Wird es doch noch Liebe?
Doch der zweite Start wurde zur Katastrophe: Hülkenberg kam fast überhaupt nicht vom Fleck und wurde quasi komplett durchgereicht. Nach einem frühen Wechsel auf die harten Reifen fand sich der Emmericher ganz am Ende des Feldes wieder.
„Ich habe einen Anti-Stall erlebt. Die Software merkt, der Motor wird abwürgen, dann greift die Kupplung ein, um das zu verhindern“, erklärte er am Sky-Mikro die Szene.
Direkt nach dem Rennen konnte er den Grund für die Probleme aber noch nicht ausmachen. „Da muss ich auf die Daten schauen, ob das was Technisches war, oder ich zu aggressiv beim Kommenlassen war. Das passiert schnell und da ist dann auch nicht mehr viel zu retten, wenn es einmal passiert ist.“
Formel 1: Hülkenberg verpasst Punkte knapp
Hülkenberg kämpfte sich dennoch auf Rang elf vor, gewann damit auch erneut das Duell gegen seinen Teamkollegen Kevin Magnussen (Platz 13). Am Ende fehlten beim Sieg von Weltmeister Max Verstappen rund fünf Sekunden auf den Lokalmatadoren Yuki Tsunoda auf Rang zehn.

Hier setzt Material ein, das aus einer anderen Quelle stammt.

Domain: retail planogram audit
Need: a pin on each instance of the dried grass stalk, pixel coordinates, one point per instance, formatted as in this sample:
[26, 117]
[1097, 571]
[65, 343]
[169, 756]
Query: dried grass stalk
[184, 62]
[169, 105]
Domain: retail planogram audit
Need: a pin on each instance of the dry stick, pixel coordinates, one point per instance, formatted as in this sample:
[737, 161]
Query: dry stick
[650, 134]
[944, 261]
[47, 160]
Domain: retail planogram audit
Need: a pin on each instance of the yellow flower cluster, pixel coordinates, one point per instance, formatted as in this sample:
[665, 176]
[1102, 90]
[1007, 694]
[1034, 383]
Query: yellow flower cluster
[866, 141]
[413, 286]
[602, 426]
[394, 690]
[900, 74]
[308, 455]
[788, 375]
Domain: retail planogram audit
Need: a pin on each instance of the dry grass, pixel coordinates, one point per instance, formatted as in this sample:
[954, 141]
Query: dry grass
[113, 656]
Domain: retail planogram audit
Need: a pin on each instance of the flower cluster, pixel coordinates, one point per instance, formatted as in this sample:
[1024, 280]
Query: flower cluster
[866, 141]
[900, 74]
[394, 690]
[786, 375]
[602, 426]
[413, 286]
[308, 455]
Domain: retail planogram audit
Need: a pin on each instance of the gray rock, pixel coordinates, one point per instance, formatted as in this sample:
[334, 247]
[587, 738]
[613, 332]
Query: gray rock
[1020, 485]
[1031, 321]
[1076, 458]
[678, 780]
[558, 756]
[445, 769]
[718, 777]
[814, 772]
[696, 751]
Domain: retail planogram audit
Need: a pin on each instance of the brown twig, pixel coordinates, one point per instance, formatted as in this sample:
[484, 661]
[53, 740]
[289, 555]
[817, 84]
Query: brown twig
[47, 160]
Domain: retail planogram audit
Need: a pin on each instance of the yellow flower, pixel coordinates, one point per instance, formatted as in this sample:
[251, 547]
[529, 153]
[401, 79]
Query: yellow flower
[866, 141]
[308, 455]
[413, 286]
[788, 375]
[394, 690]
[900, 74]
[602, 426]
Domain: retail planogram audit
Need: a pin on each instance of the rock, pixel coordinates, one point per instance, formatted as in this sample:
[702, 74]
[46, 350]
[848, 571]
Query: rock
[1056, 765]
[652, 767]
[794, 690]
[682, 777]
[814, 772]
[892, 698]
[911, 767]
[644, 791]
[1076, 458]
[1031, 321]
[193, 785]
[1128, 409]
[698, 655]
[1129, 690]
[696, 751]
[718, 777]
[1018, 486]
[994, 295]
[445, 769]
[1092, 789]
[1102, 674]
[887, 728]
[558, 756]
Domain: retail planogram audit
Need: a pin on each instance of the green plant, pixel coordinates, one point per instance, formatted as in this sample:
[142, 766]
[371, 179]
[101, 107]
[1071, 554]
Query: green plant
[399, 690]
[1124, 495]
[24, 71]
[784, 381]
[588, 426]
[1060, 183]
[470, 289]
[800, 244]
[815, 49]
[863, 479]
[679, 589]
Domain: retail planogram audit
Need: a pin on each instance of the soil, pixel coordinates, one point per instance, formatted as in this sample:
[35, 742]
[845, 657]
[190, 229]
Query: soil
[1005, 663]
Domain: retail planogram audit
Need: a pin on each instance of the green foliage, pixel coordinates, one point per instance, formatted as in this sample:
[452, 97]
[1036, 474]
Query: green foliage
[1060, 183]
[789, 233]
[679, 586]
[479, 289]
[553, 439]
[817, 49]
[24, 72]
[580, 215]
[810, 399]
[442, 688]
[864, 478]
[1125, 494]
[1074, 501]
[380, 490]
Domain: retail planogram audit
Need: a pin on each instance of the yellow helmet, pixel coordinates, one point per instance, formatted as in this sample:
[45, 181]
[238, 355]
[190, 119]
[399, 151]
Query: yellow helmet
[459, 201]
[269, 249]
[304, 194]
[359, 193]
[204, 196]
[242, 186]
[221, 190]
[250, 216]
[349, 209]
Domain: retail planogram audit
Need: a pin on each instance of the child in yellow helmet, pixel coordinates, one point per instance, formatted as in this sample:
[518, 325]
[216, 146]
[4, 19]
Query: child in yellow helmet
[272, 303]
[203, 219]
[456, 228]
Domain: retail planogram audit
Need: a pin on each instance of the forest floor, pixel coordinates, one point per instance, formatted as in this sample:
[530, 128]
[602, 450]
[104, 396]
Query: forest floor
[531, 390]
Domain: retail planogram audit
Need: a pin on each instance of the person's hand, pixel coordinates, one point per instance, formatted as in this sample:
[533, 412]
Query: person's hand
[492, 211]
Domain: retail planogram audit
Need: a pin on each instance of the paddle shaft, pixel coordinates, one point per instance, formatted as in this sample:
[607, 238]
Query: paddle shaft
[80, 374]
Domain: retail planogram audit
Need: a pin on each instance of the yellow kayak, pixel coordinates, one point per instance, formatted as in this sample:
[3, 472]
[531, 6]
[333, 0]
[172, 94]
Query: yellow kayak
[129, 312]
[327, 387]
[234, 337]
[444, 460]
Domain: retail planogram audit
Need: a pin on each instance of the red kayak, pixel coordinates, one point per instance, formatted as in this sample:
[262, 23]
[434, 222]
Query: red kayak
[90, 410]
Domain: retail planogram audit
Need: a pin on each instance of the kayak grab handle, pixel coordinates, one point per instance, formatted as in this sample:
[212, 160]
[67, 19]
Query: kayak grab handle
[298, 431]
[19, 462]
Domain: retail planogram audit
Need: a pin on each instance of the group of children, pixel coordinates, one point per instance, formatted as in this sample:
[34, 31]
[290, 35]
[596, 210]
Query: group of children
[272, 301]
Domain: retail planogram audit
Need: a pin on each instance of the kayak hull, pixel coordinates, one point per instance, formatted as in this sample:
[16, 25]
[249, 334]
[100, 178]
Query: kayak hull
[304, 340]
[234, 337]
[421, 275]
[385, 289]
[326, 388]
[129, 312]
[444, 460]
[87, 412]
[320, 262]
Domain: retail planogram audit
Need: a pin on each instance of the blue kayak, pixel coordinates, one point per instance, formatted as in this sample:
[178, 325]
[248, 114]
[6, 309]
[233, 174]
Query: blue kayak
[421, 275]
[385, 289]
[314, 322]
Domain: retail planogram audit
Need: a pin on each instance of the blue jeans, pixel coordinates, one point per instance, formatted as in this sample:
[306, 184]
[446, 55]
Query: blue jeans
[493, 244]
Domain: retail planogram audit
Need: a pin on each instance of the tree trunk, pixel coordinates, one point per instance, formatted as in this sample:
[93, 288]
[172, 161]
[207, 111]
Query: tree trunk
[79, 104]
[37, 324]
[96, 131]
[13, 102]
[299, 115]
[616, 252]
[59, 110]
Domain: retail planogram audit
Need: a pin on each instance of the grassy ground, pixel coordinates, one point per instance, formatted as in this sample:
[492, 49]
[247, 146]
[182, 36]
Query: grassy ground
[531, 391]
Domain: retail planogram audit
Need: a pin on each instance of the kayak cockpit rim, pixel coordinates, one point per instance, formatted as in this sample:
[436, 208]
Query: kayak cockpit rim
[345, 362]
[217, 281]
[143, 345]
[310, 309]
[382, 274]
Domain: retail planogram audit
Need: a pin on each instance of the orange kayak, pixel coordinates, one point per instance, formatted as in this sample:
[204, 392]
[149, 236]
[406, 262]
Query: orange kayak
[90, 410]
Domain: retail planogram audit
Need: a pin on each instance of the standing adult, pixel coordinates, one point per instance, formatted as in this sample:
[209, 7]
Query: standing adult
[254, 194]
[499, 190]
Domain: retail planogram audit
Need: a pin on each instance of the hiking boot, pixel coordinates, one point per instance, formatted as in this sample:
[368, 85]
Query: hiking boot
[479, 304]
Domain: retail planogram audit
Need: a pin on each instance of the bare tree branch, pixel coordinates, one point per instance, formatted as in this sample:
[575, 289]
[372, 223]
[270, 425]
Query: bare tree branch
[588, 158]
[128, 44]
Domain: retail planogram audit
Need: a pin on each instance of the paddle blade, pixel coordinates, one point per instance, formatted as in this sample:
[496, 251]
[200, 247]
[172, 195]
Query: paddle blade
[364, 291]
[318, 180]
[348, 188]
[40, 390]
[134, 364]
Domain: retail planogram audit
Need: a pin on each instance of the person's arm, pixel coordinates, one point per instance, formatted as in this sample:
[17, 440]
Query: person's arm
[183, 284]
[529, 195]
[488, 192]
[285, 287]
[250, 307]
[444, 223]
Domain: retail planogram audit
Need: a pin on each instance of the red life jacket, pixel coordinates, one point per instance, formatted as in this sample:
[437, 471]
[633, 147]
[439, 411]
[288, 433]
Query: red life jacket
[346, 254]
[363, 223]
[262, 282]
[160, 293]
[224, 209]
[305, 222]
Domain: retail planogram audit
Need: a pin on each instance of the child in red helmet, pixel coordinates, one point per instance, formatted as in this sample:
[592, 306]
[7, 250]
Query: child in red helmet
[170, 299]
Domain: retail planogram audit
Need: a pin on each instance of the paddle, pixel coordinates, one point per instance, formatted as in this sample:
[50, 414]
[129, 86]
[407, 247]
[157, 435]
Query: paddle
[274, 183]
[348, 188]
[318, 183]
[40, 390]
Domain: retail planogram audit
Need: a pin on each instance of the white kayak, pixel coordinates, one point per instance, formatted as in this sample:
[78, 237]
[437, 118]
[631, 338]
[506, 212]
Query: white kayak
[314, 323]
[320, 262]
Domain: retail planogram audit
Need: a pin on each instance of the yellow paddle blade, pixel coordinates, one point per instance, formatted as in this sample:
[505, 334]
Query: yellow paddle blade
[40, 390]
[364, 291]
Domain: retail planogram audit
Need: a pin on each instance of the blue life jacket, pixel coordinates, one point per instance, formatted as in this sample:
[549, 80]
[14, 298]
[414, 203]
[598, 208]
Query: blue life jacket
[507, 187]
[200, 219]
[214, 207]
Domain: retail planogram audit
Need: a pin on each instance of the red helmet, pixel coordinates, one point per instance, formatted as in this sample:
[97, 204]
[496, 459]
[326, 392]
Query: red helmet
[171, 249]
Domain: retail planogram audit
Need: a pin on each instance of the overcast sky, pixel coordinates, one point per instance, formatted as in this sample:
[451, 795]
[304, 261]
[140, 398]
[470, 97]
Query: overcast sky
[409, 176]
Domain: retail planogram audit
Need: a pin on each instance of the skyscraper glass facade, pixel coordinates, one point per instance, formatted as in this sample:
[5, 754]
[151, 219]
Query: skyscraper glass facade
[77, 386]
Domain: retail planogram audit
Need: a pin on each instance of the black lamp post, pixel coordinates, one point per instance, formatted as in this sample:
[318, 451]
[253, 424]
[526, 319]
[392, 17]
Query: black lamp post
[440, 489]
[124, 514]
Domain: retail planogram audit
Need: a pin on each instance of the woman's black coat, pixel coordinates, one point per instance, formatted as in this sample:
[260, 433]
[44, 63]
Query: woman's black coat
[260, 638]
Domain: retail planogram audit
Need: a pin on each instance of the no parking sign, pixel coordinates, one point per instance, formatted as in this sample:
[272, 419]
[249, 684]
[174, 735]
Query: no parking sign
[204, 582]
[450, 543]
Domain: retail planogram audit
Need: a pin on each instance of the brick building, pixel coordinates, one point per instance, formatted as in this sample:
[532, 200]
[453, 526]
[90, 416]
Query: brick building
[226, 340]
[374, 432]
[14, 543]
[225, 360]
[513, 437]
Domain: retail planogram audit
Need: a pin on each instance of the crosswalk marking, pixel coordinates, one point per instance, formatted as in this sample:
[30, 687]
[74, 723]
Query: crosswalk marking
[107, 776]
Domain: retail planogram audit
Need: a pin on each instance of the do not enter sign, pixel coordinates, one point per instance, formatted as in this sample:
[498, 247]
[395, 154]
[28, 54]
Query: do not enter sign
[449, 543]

Kein Wunder also, dass der Haas-Pilot ein zweigeteiltes Fazit zog. Er sei „natürlich enttäuscht über den zweiten Start und die verpasste Chance auf ein besseres Resultat“, sagte er im Sky-Interview.
Allerdings lobte er auch „den Speed, den wir hatten.“ Dass er am Ende nur fünf Sekunden hinter den Punkten ins Ziel fuhr, überraschte den 36-Jährigen dann doch: „Das ist eigentlich ein kleines Wunder. Das ich habe ich nicht erwartet.“
Das Rennen auf der Reifenfresser-Strecke von Suzuka habe gezeigt, „dass wir auf einer Strecke, wo wir Bauchschmerzen hatten, doch recht konkurrenzfähig waren und im Vergleich zu den anderen Mittelfeldteams durchaus mithalten konnten.“ Platz zehn wäre drin gewesen, Hamilton auf dem neunten Rang kam allerdings fast 50 Sekunden vor Tsunoda ins Ziel.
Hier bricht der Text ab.